In 1971, UN Resolution 2816 established the Office of the UN Disaster Relief Coordinator. The same year, Médecins San Frontières (MSF), translated as Doctors Without Borders, was formed. MSF was a new kind of humanitarian organization, one devoted to the principles of providing medical aid, but also committed to speaking out against the actions of the offending governments and related actors, including the humanitarian sector as a whole. MSF was founded by a group of physicians and has grown to be a lead organization in the medical sector of humanitarian response, creating guidelines for refugee health, books on rapid health assessments, and clinical guidelines for working in remote settings and field hospitals. Unlike the ICRC and the UN, MSF does not wait for diplomatic efforts with state governments to occur before accessing the populations in need.
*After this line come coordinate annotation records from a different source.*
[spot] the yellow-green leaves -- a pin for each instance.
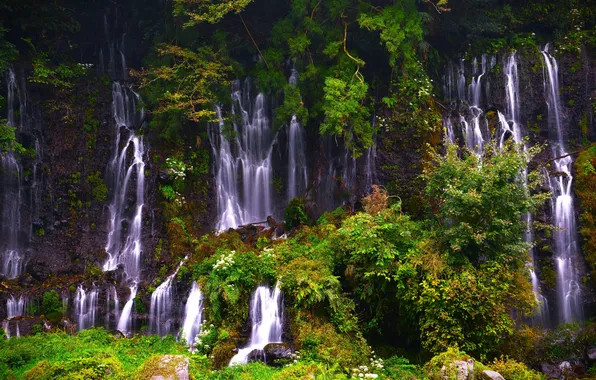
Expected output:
(212, 12)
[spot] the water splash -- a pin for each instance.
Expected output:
(161, 317)
(112, 305)
(192, 315)
(85, 307)
(569, 295)
(124, 241)
(16, 307)
(13, 259)
(266, 316)
(125, 321)
(244, 172)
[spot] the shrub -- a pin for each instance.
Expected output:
(514, 370)
(295, 214)
(51, 303)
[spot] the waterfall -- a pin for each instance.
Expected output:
(16, 307)
(161, 317)
(297, 170)
(85, 307)
(242, 156)
(473, 127)
(125, 170)
(192, 315)
(6, 328)
(510, 125)
(569, 299)
(125, 321)
(13, 258)
(266, 316)
(65, 301)
(112, 305)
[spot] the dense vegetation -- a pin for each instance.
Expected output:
(395, 288)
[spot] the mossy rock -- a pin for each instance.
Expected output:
(83, 368)
(222, 354)
(164, 367)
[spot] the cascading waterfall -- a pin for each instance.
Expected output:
(85, 307)
(297, 169)
(112, 305)
(124, 242)
(13, 259)
(125, 321)
(569, 298)
(266, 316)
(65, 301)
(192, 315)
(243, 161)
(511, 127)
(16, 307)
(474, 129)
(161, 318)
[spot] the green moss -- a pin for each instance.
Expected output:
(99, 190)
(548, 274)
(585, 183)
(295, 214)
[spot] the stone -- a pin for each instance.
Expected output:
(464, 370)
(274, 351)
(270, 353)
(492, 375)
(170, 367)
(38, 270)
(550, 371)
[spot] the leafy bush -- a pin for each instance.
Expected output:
(514, 370)
(51, 302)
(295, 214)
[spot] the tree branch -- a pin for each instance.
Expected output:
(253, 41)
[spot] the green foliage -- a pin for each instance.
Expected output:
(346, 115)
(91, 354)
(8, 51)
(400, 368)
(99, 190)
(434, 368)
(400, 30)
(62, 77)
(76, 369)
(189, 82)
(511, 369)
(168, 192)
(469, 189)
(8, 140)
(291, 106)
(585, 182)
(51, 302)
(295, 214)
(210, 12)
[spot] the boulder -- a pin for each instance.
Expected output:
(550, 371)
(461, 369)
(270, 353)
(274, 351)
(491, 375)
(168, 367)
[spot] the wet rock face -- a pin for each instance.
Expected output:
(491, 375)
(169, 367)
(458, 369)
(271, 353)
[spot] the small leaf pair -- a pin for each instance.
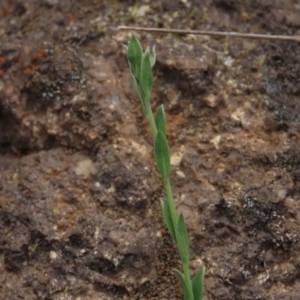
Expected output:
(141, 64)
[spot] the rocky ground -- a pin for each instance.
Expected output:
(80, 215)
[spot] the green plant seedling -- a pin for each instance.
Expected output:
(141, 64)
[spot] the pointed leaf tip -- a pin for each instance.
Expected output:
(134, 56)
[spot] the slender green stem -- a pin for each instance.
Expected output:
(170, 198)
(174, 215)
(151, 121)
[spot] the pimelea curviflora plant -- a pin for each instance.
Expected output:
(141, 64)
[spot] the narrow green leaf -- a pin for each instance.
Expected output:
(182, 240)
(183, 284)
(198, 284)
(162, 155)
(160, 120)
(168, 217)
(146, 77)
(153, 57)
(134, 56)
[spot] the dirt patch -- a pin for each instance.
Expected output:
(79, 192)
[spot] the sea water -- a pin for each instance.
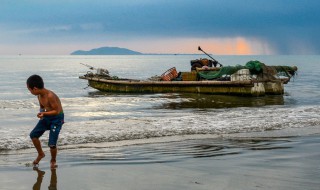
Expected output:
(93, 117)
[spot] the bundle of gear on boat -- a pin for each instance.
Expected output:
(210, 69)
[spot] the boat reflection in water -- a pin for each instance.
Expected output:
(204, 101)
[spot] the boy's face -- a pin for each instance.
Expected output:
(34, 90)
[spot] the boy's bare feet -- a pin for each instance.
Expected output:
(38, 159)
(53, 164)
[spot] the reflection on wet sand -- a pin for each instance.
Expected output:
(53, 179)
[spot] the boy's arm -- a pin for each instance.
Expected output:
(41, 106)
(54, 105)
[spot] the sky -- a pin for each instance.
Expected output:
(222, 27)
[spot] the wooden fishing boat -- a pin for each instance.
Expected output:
(253, 79)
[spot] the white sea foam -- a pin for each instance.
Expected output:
(214, 122)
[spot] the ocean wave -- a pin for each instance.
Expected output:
(214, 122)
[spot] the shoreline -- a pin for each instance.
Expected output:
(243, 163)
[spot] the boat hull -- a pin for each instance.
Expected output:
(239, 88)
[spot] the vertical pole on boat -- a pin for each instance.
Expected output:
(199, 48)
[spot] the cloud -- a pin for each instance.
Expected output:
(283, 27)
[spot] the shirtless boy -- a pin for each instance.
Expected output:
(51, 118)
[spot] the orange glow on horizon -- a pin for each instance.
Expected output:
(218, 46)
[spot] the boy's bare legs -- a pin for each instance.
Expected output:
(53, 151)
(41, 154)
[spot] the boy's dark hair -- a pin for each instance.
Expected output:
(35, 81)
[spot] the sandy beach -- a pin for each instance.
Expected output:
(208, 163)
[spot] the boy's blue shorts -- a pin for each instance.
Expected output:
(52, 123)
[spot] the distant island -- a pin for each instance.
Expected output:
(107, 51)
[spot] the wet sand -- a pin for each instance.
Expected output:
(220, 163)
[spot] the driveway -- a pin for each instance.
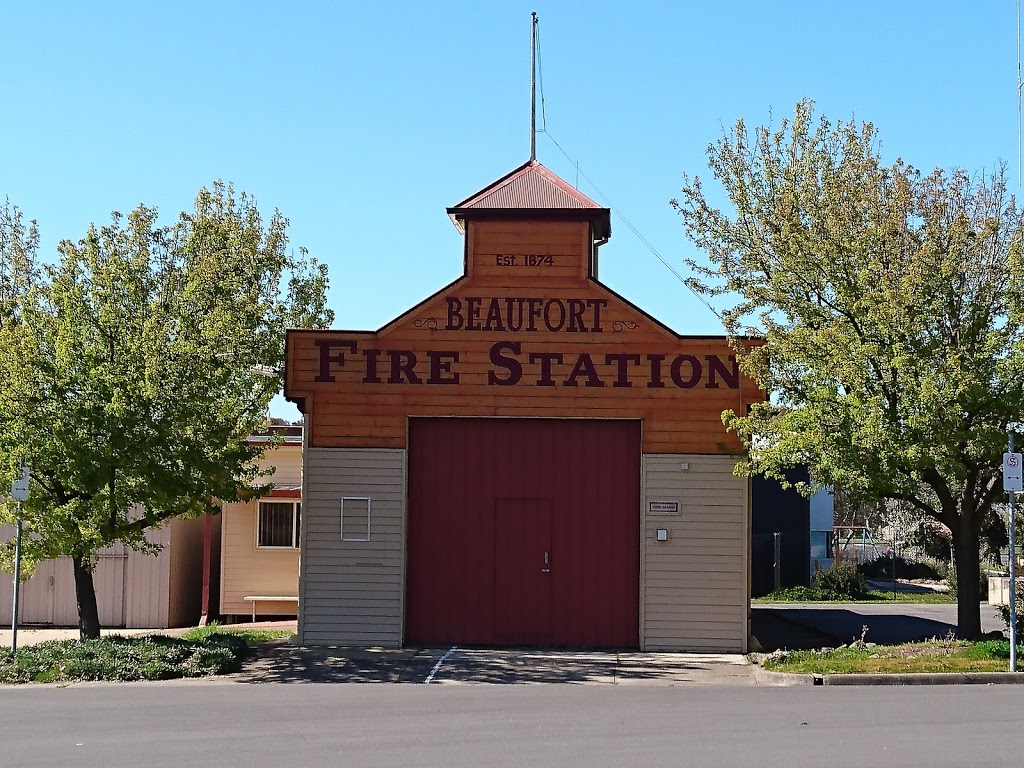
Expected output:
(800, 626)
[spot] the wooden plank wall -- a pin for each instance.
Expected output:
(457, 354)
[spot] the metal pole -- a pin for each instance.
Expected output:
(1013, 577)
(17, 583)
(778, 560)
(532, 86)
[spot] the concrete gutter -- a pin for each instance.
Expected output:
(767, 678)
(934, 678)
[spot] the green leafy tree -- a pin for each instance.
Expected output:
(131, 371)
(889, 302)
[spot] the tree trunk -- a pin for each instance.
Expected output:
(968, 584)
(85, 591)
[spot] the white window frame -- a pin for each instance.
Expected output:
(295, 523)
(341, 518)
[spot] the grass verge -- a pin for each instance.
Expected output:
(123, 658)
(933, 655)
(251, 636)
(810, 595)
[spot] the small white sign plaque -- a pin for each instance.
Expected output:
(665, 508)
(1012, 475)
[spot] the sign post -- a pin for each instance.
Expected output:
(18, 492)
(1012, 482)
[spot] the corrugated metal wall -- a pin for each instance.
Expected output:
(132, 588)
(351, 591)
(694, 584)
(491, 498)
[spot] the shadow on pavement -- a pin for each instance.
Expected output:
(283, 663)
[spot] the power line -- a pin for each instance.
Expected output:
(538, 69)
(634, 229)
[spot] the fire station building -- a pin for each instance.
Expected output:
(524, 458)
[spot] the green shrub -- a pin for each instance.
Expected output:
(841, 582)
(794, 594)
(926, 567)
(122, 658)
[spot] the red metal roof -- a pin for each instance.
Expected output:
(531, 187)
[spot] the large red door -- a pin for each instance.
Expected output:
(523, 531)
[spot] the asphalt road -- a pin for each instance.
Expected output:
(230, 724)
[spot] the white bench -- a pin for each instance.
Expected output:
(270, 599)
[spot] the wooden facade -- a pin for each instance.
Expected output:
(519, 340)
(527, 333)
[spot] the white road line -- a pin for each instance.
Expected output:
(440, 660)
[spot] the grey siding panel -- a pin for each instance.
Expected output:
(351, 593)
(694, 586)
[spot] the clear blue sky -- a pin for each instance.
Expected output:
(361, 122)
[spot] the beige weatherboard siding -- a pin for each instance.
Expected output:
(693, 586)
(352, 590)
(248, 569)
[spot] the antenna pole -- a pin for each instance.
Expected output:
(532, 86)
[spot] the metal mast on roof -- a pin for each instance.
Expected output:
(532, 87)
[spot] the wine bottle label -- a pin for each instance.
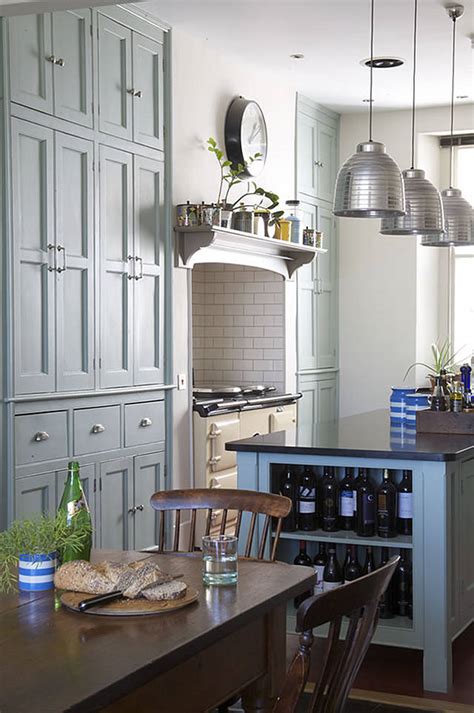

During the 1980s, conflict and natural disasters continued to influence the further development of the global response field. There were ongoing challenges that included coordination, duplication of efforts, funding, communications, and civil-military interactions. As a direct result, in 1991, the UN General Assembly passed Resolution 46/182, establishing the position of Emergency Relief Coordinator (ERC) and the IASC, the Central Emergency Revolving Fund (CERF), which is now the Central Emergency Response Fund), and the Consolidated Appeal Process (CAP). Resolution 46/182 “… was designed to strengthen the UN response to complex emergencies and natural disasters, while improving the overall effectiveness of humanitarian operations in the field.” One way to accomplish this objective was to make funds immediately available to those who were responding in the field through the CERF and the CAP.
The United Nations Office for the Coordination of Humanitarian Affairs (UN OCHA) was created in 1998. The UN OCHA is responsible for communications, coordination, needs assessments, coordinated funding appeals, and creating humanitarian policies. During this time, the NGO community was working to create common principles and frameworks for providing disaster response. The Sphere Project was launched in 1997 to develop a set of minimum standards in core areas of humanitarian assistance. In 1998 the first edition of the Humanitarian Charter and Minimum Standards in Humanitarian Response (also known as the Sphere standards) was published. This is a handbook for humanitarian organizations created by a consensus of global response agencies striving to improve their work and have more accountability. The handbook sets forth minimum standards, guidelines, and indicators for each of the large sectors, including water, sanitation, and hygiene (WASH), and health. The most recent edition, available for free on the Internet, was revised in 2011. Most workers in the field are familiar with these guidelines, which have become an essential tool for all providers.
In 2005 the UN IASC undertook major humanitarian reforms in which they introduced the coordinated cluster, or sector, approach to humanitarian response. Using the cluster system, groups of UN and non-UN humanitarian actors in the same sector could work together more easily with a designated UN office to oversee the sectoral response at the country level, rather than in the field. At the field level, one NGO usually takes this responsibility.